The telecommunication systems in Vanuatu provides voice and data services to the island nation.

==Telephone==
The country calling code is 678. The mobile phone system had 137,000 connections as of 2012. The operators are Vodafone – (GSM) (EDGE) and Digicel – (GSM) (HSPA+/3G) (EDGE). The fixed-line telephone system included 5,800 connections as of that year. It is operated by Vodafone.

The system is served by copper wire on the main island aided by radio links in outer islands. Satellite service is provided by Intelsat (Pacific Ocean).
==Radio==
The nation has 2 AM, 4 FM, and 1 shortwave stations as of 2004. The count of radios was 62,000 in 1997.

==Television==
The two television broadcast stations are 1NOMO TV Channel (Terrestrial- & web-distributed, English & Bislama content) and Television Blong Vanuatu (Terrestrial-distributed, Bislama & French content)

Three Pay-TV (local) providers offered service as of 2011:

- Telsat Pacific (Terrestrial-distributed, English content)
- CanalSat (Satellite-distributed, French content)
- Servicom (Satellite-distributed, English content)

== Internet ==
Vanuatu's country code (Top level domain) is .vu. It is managed by Telecom Vanuatu Limited (Vodafone Vanuatu) as "VUNIC".

=== Internet Service Providers (ISPs) ===
Digicel Vanuatu Limited – Provides WIMAX (1 Mbit/s - 20 Mbit/s), 3G & GPRS mobile internet services. Off-island connectivity is provided via fibre optic cable. The minimum speed offered for fixed internet is 1 Mbit/s on residential packages.
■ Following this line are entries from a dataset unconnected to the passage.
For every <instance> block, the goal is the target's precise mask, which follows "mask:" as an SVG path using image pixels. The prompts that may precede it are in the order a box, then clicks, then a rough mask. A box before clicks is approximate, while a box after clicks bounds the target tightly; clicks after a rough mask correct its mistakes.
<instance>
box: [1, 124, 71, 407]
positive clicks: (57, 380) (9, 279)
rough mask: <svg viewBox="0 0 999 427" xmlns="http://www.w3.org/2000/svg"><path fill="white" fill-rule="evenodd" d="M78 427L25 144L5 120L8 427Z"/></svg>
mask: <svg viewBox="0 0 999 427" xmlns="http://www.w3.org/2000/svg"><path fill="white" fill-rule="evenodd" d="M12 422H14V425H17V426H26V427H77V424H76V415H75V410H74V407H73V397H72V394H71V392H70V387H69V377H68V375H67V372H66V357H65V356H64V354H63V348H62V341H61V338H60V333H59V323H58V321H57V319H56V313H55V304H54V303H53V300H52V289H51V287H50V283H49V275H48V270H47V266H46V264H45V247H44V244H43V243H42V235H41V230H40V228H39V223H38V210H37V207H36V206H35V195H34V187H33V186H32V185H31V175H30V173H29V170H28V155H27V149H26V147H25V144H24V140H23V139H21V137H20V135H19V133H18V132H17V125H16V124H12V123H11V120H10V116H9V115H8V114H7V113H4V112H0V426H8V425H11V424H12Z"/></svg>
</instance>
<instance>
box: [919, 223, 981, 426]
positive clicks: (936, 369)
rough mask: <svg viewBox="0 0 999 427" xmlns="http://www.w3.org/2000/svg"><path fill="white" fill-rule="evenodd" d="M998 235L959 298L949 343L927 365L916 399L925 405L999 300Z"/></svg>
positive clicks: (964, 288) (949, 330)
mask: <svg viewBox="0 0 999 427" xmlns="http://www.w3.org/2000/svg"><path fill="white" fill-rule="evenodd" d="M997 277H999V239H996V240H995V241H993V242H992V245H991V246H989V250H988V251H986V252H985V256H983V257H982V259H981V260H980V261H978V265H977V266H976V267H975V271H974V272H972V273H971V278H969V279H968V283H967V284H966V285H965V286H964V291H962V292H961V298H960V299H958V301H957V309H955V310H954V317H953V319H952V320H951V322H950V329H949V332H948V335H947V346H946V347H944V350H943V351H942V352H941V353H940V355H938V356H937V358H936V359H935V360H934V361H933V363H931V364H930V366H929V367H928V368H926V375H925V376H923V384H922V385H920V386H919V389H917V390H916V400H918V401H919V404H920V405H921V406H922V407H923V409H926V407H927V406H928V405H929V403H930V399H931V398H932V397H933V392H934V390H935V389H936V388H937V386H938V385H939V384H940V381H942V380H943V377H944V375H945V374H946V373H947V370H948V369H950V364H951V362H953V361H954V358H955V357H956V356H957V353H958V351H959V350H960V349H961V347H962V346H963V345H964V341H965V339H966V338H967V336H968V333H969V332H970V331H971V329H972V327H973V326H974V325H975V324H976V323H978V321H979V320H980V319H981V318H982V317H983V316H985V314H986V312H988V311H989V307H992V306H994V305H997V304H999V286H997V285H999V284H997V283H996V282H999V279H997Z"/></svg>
Business packages are offered in speeds of 1 Mbit/s to 20 Mbit/s and can be tailored to individual requirements. Business internet packages can be either shared or dedicated bandwidth. WAN, IPLC & other business data services are offered. Digicel has the widest coverage of any operator in Vanuatu and is the only operator capable of providing fixed internet services in many outer island locations.
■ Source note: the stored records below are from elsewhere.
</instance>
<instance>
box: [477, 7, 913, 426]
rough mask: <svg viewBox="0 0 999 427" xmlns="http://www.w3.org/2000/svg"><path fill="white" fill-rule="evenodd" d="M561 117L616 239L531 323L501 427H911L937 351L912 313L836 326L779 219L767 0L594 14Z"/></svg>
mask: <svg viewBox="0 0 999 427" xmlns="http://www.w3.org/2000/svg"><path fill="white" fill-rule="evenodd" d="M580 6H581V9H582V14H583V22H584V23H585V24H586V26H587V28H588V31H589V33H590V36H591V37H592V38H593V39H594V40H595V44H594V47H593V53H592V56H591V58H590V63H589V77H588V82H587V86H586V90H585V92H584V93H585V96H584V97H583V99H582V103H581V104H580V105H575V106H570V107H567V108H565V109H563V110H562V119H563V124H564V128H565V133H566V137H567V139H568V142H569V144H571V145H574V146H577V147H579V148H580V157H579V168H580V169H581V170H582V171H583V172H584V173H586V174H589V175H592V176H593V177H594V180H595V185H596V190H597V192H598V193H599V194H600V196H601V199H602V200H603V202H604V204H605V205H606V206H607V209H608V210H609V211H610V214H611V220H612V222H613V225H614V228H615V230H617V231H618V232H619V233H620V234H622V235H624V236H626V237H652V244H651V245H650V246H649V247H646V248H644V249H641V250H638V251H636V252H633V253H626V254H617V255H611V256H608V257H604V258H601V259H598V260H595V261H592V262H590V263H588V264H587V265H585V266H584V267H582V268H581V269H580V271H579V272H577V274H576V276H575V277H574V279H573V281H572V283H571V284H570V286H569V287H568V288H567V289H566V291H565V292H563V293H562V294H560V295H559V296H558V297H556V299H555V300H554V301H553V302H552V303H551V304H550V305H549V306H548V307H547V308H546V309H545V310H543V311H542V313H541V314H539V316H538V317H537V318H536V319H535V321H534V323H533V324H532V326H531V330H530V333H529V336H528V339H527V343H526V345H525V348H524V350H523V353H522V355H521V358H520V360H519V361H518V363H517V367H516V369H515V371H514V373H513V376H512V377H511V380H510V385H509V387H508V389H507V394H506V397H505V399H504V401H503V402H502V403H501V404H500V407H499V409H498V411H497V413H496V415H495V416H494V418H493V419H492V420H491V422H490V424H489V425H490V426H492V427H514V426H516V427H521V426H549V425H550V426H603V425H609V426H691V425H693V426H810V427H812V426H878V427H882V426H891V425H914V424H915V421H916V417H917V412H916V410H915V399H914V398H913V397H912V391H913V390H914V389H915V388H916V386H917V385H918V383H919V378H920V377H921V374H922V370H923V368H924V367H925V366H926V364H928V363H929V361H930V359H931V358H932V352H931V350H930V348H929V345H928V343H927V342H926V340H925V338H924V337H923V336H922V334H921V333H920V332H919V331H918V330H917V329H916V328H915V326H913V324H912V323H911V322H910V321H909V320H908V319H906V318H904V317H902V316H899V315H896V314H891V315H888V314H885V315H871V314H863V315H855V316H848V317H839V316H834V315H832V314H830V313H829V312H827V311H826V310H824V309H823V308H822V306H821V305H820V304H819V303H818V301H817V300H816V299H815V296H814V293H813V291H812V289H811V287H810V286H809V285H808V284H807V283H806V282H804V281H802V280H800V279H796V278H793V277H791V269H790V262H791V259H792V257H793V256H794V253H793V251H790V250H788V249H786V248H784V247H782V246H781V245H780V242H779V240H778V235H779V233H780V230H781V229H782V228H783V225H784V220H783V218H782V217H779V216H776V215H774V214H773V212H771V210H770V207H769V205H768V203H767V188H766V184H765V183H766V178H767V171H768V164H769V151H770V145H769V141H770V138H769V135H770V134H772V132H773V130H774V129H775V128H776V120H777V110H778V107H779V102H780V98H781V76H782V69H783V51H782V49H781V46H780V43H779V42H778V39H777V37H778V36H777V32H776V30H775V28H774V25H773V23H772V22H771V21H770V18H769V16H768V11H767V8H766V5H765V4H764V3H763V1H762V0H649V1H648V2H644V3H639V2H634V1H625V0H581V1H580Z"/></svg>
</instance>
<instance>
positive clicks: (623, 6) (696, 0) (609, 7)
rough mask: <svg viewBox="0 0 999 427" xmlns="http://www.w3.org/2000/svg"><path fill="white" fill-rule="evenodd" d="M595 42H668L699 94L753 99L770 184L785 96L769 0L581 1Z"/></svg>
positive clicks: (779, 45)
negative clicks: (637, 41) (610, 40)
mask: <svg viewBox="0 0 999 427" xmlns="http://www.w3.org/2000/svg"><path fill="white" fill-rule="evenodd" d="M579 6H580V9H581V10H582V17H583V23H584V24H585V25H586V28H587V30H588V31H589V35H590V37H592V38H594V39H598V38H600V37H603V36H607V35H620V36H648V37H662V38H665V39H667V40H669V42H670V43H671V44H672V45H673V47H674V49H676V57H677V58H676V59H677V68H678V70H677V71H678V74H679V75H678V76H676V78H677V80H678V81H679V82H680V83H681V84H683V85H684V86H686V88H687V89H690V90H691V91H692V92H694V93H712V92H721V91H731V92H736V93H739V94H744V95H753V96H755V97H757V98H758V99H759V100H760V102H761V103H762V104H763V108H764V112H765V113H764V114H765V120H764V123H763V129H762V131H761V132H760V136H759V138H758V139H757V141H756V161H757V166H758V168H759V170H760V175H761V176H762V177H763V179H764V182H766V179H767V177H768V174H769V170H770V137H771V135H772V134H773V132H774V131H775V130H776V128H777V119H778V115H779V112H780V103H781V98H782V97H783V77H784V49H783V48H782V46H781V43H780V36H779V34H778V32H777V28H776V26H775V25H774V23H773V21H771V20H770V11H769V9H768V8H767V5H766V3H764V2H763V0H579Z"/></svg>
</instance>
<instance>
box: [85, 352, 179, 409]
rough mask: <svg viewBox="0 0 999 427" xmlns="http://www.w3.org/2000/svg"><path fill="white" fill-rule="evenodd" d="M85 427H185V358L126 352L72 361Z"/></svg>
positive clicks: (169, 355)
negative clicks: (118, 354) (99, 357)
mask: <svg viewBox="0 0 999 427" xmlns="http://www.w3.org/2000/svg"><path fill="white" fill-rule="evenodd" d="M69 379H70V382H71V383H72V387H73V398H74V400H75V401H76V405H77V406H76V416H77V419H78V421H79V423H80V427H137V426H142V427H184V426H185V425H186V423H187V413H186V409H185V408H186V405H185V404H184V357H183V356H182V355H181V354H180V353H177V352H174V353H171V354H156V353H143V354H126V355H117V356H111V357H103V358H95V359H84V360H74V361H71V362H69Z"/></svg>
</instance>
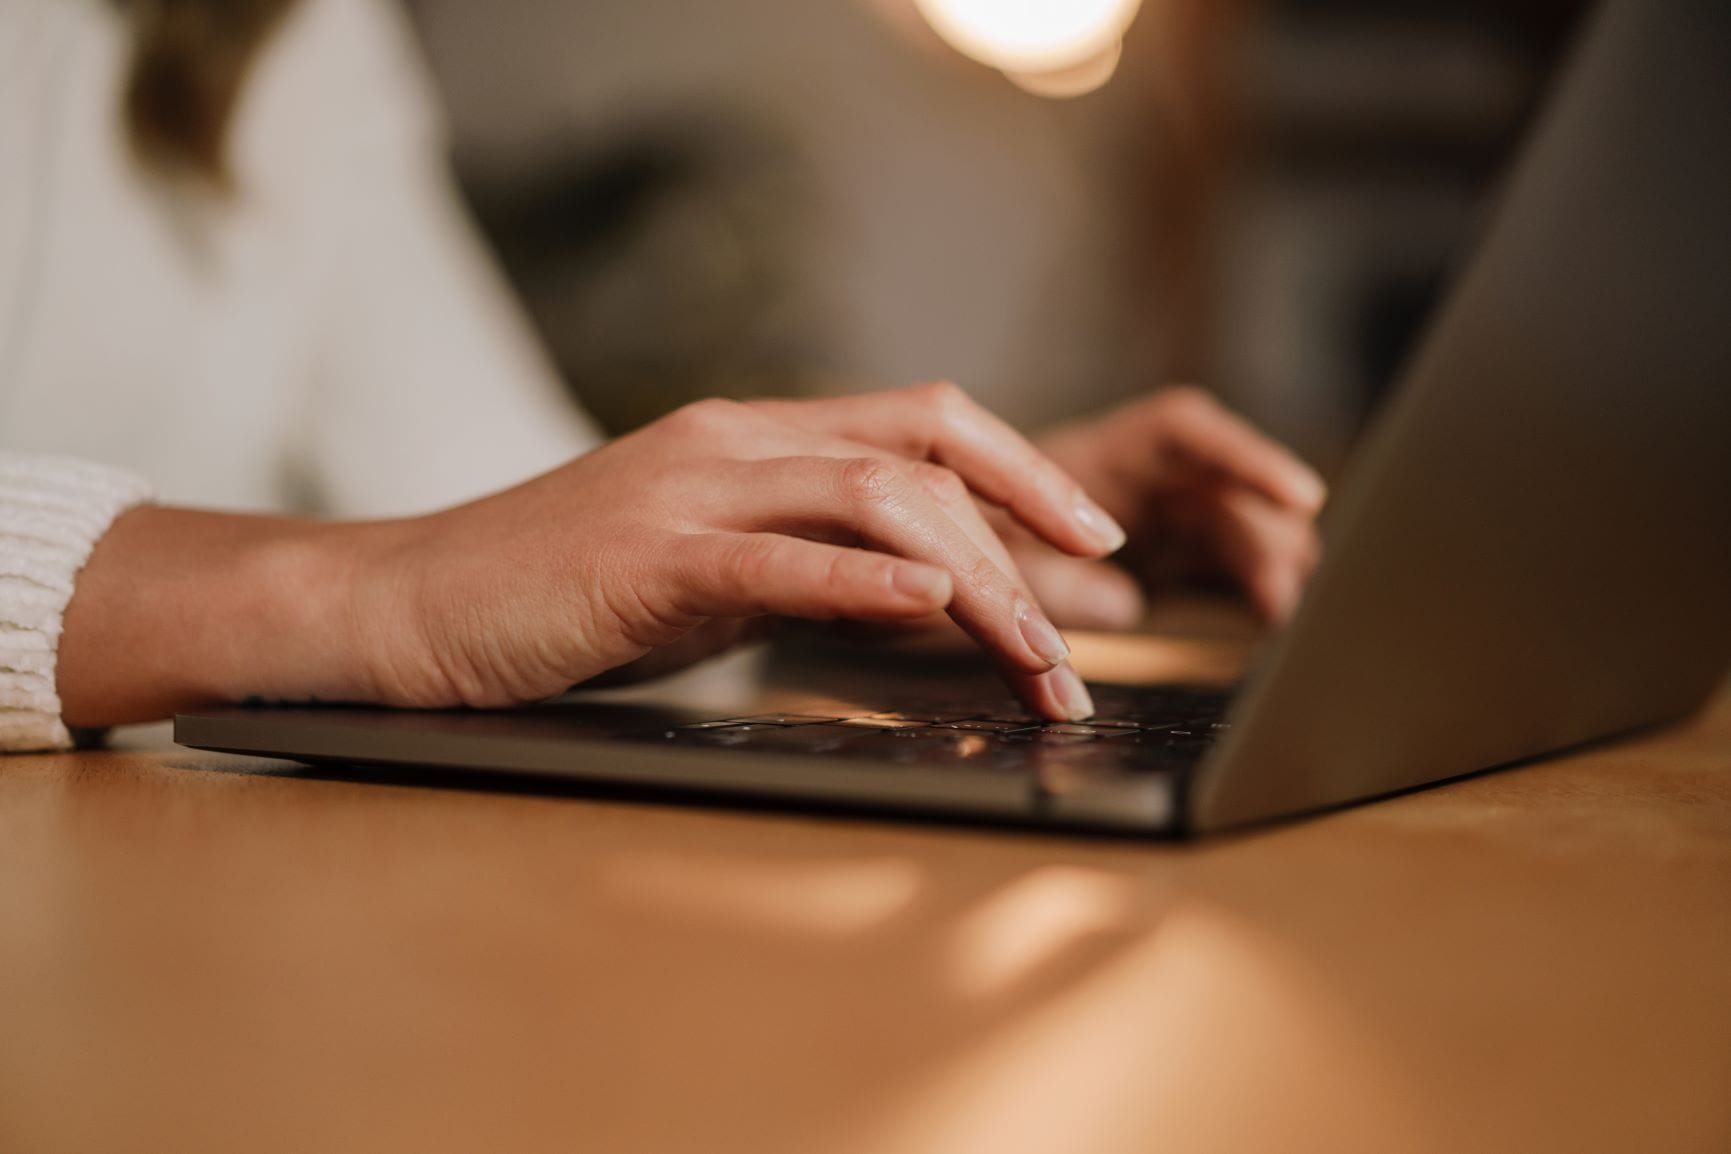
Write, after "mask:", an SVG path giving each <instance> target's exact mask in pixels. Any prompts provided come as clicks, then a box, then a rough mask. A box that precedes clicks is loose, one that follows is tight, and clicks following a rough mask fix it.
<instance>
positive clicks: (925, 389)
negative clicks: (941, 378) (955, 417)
mask: <svg viewBox="0 0 1731 1154" xmlns="http://www.w3.org/2000/svg"><path fill="white" fill-rule="evenodd" d="M914 396H916V398H917V400H919V401H921V403H923V405H924V407H926V408H928V410H930V412H931V414H933V415H936V417H952V415H956V414H959V412H962V410H966V408H971V407H973V398H971V396H968V393H966V389H962V386H959V384H956V382H954V381H928V382H926V384H916V386H914Z"/></svg>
Telecom Vanuatu Limited (TVL) – Provides WIMAX (256 kb – 1 Mb), ADSL (128 kb – 1 Mb), Wireless (limited to downtown Port Vila) and various fixed and leased line services. VSAT is available for rural Vanuatu. Prepaid and Postpaid options are available.

Telsat Broadband Limited – Provides Carrier-Grade Wireless coverage to Port Vila and surrounds via their own independent network. Telsat also supplies and maintains VSAT systems for the other remote parts of Vanuatu. The minimum speed offered is 256 kbit/s up to 2 Mbit/s but can tailor plans. Pre-Paid and Subscription options are available. Telsat Broadband has data caps in effect on all standard accounts but does not have lock-in contracts.

Wantok Network Limited provides wireless 4G internet in Port Vila and surrounding areas. The minimum speed offered is 1 Mbit/s with plans starting from Vt2,300 per month with no lock-in contracts.

Interchange Limited, has constructed the Interchange Cable Network which connects Port Vila, Vanuatu to Suva, Fiji via a fiber optic cable. The capacity of the cable is over 200 times Vanuatu's previous capacity, with the ability to upgrade the capacity in the future should more bandwidth be required. Interchange plans to construct two more cables, one will connect Port Vila to the Solomon Islands (with a spur to the Vanuatu island of Espiritu Santo). The other will connect Vanuatu to New Caledonia (with a spur to the Vanuatu island of Tanna).